The MASM Forum

Miscellaneous => The Orphanage => Topic started by: Gunther on October 08, 2013, 12:28:08 PM

Title: Yeppp! High performance mathematical library
Post by: Gunther on October 08, 2013, 12:28:08 PM
The Intel Math Kernel Library - or short - MKL (http://software.intel.com/en-us/intel-math-kernel-library-intel-mkl-purchase) is well known, but not so cheap. Of course, there are alternatives. For example, AMD has a similar solution. (http://developer.amd.com/tools-and-sdks/cpu-development/amd-core-math-library-acml/) But both libraries work perfectly with the corresponding CPU. This is a clear disadvantage.

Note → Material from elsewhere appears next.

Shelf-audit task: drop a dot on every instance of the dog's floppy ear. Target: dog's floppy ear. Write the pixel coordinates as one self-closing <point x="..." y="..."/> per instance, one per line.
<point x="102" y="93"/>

There is a relative new, cross-platform alternative: Yeppp! (http://www.yeppp.info/index.html) It's used by the CERN data department and seems to be not so bad. Interesting enough: The Yeppp! kernel is written in assembly language (with a bit Python help). They have 3 simple design principles:
Very interesting and the results speak for themselves.

Gunther
Title: Re: Yeppp! High performance mathematical library
Post by: dedndave on October 09, 2013, 04:45:21 AM
this is an ASM forum, Gunther
we try to make our own stuff    :biggrin:
Title: Re: Yeppp! High performance mathematical library
Post by: Gunther on October 09, 2013, 05:01:29 AM
Hi Dave,

Quote from: dedndave on October 09, 2013, 04:45:21 AM
this is an ASM forum, Gunther
we try to make our own stuff    :biggrin:

Good idea. We can try to make our own HPC library. Why not? Any ideas?

Gunther
Title: Re: Yeppp! High performance mathematical library
Post by: dedndave on October 09, 2013, 06:30:11 AM
not at the moment - lol
(brain fart)

over time, forum members have introduced a number of routines, though
the old forum archive is full of great code and information
Title: Re: Yeppp! High performance mathematical library
Post by: Gunther on October 09, 2013, 07:10:59 AM
Quote from: dedndave on October 09, 2013, 06:30:11 AM
over time, forum members have introduced a number of routines, though
the old forum archive is full of great code and information

Right, let's think about that.

Gunther
Title: Re: Yeppp! High performance mathematical library
Post by: qWord on October 09, 2013, 09:58:09 AM
A while back I've played a lot with table based function approximations, especially of exp(x) and log2(x). What I've found is that there is (IMO) no way around table based methods to get acceptable precision and speed. After taking a quick look to Yeppp's source, I currently have doubts on the efficient of used algorithms, because they use polynomials of 1xth degree.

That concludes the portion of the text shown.